# Stamp cards



## Corndoggy (Oct 21, 2019)

Hello, 
i was wondering if anyone knew how to use the completed stamp cards to swap for fortune cookie goodies. When i go to swap for something it says i need 5 - does that mean for stamps or stamp cards? 
Also on the topic of the stamp cards, do you think they are worth the use, as cookies are so expensive anyways in order to even get the stamp cards.

Thanks, 
Corndoggy


----------



## chocobeann (Oct 21, 2019)

I believe you need 5 stamp cards to purchase said item. Personally, I don't think it's really worth it. It's just another way to spend cash. But, hey, if you have enough, at least you know what your purchasing rather than a lotto!


----------



## auroral (Oct 21, 2019)

Can confirm it's 5 completed stamp cards and not just 5 stamps :c I agree with chocobeann, though, I really don't think it's worth it, because unless you're actively purchasing LT to spend on cookies, or spending every single LT you earn for free on them, it'll take ages to save up that many stamp cards. I don't think I've exchanged a stamp card in about a year, and I only have about 4 & a half filled out. (To be fair, though, I really don't buy a lot of cookies. I mostly spend my LT on exclusive outfit pieces instead, since I'm not a big fan of the gambling aspect that cookies bring. But if you do decide to buy a bunch of cookies, you could probably earn 5 a lot faster.)


----------



## Cerise (Nov 1, 2019)

chocobeann said:


> I believe you need 5 stamp cards to purchase said item. Personally, I don't think it's really worth it. It's just another way to spend cash.
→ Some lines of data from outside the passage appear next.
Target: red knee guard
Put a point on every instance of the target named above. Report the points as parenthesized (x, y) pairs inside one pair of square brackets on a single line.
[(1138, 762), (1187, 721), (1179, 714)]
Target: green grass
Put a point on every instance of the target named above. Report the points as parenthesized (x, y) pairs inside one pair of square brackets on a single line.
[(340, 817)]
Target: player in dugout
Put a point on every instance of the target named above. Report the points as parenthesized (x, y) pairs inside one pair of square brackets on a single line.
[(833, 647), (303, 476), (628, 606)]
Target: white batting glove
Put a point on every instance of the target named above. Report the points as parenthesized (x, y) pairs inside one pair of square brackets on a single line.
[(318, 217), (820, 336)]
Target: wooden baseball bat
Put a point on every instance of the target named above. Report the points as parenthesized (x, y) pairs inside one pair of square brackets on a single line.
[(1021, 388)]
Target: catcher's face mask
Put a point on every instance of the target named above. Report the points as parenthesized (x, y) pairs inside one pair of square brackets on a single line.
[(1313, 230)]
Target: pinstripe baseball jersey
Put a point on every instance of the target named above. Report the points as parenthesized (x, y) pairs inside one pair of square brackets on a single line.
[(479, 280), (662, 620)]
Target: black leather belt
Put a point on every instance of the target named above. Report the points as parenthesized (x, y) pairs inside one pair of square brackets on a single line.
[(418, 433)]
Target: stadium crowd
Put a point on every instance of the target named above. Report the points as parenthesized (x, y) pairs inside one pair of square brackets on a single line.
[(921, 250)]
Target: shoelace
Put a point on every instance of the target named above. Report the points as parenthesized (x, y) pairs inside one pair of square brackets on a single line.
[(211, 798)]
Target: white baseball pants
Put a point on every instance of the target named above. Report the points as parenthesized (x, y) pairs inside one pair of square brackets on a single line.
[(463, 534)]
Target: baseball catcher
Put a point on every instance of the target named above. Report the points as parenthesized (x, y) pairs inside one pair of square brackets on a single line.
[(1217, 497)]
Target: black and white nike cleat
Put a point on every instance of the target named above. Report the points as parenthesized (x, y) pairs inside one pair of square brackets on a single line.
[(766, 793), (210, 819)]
But, hey, if you have enough, at least you know what your purchasing rather than a lotto!



So I really liked Beau's fortune cookie.  And I decided to purchase some leaf tickets (because I fell for the money trap), then I got ten stamps which meant it was some sort of bonus for me.  I wanted the feature item from Beau's cookie, the bakery counter, but when I clicked on it, it wouldn't let me redeem it, so I thought I had to trade one of my items for the bakery counter.  I clicked on the apron and I got another apron...so my understanding is if I get 10 stamps, I get a free item from the cookie of my choice...did I understand it wrong?


----------



## WynterFrost (Nov 1, 2019)

you need 10 full cards of stamps to get the 5 star item not 10 stamps


----------